The rotation360˚ backpack is this company’s answer to these problems. The rotation360˚ integrates a large belt bag and backpack, with some extras thrown in. Unlike the Lowepro SlingShot, the entire bag does not rotate around to the front of your body, only the lower half. The design philosophy here is that once you are on the job, you’ll have your cameras out, hanging around your neck or shoulders, or on front on the built-in D-rings on the pack's shoulder straps.
Store the other lenses, flashes, etc., that you want to get to regularly in the beltpack. This pack will hold a 70-200mm f/2.8 or similar-size lens (barely) if you lay it on its side, or two to four smaller lenses plus small accessories like their Pixelrocket media wallet, batteries, pens, notebook, etc.
When you have it rotated to the front, the zippered lid opens facing you so that you can easily see everything inside. Other features on the belt include a squarish zippered pouch on the left side and loops to attach Think Tank Photo’s Modulus components. The weight bearing portion is a wide, flat pad that wraps around your body so the weight gets carried on your hip bones, not just your muscles, and it can be adjusted for all waist sizes, even over a heavy coat and sweater.
A locking mechanism keeps the pack in its place in the rigid frame in the backpack (above). When you want to rotate the beltpack to your belly, pulling one large handle covers the velcro panels in the belt, unlocking it. Rotate the bag back into its stored position and pull anther handle to uncover the velco and lock. To make sure it's locked there, yank on the big loops on the belt. For more safety there are heavy-duty locking straps. This system may seem like a Rube Goldberg invention at first, but it does the job. After a couple of outings I figured out how to make the velcro locks work, and after a couple more I really started trusting it. Once I got the hang of it, it made a lot of sense, but I’m still not sure why the locking and unlocking handles are on the same side of the belt.
Rigid Frame? Yep. The bottom of the pack is an open ended box that houses the belt pack. This is the revolutionary part of the design. When the loaded belt pack is stored back there, your shoulders bear the weight as well as your hips. This is in keeping with Modulus design that shifts the weight around to keep one set of muscles from getting tired. The rigid frame also means that when you have to take the pack off and put it down, it stands squarely and stably on its base, not lying on its back. The upper compartment can hold a Canon EOS-1Ds or Nikon D2Xs size camera and short- to medium-length zoom, plus a few more items.

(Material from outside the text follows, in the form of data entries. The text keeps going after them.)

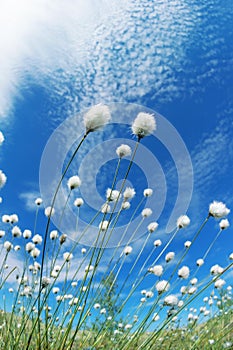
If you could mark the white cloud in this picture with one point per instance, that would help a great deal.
(74, 45)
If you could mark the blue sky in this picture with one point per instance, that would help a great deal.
(173, 57)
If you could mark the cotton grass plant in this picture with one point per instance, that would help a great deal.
(70, 296)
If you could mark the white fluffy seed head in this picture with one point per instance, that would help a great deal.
(216, 269)
(219, 283)
(218, 210)
(53, 234)
(125, 205)
(152, 227)
(49, 211)
(29, 247)
(78, 202)
(184, 272)
(96, 117)
(224, 223)
(112, 195)
(169, 256)
(67, 256)
(183, 221)
(8, 246)
(35, 253)
(157, 243)
(6, 218)
(38, 201)
(129, 193)
(162, 286)
(127, 250)
(187, 244)
(16, 232)
(14, 218)
(144, 124)
(37, 239)
(123, 151)
(74, 182)
(105, 208)
(27, 234)
(103, 226)
(200, 262)
(147, 192)
(171, 300)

The shoulder straps for the pack are nicely padded and include a plethora of attachment points, including D-rings on both sides and a snug elastic pocket just large enough for a cell phone, video iPod or a small GPS unit. Attaching the camera to the shoulder straps keeps that load off of your neck. If you carry your camera on front with a long lens attached you can use an optional strap (included) to keep that bouncing weight from smashing you in the chest if you have to run.

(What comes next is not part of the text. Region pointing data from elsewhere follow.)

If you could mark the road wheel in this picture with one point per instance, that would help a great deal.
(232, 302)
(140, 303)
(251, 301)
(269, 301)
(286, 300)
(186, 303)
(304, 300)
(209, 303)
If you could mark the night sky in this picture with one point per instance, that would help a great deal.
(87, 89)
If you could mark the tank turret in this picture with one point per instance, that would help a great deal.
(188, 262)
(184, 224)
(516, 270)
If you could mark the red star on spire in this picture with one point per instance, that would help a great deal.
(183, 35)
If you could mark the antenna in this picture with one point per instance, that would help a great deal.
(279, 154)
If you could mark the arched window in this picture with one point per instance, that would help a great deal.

The rotation360˚ comes with one camera strap (I’d like to see them include an Upstrap rather than the one included) and more straps for carrying more stuff. The top of the pack holds a built-in rain cover that pulls down over the whole pack. Both parts of the pack have external small flap compartments and internal and external webbed pockets as well. The business card holder at the top of the pack is a nice touch.
As I said before, I’ve never been a big fan of backpacks. In general, I find them goofy. This one is different. It’s practical, and you can see that the designers at Think Tank Photo consider the way photographers actually work. It’s also—for a backpack—sort of stylish.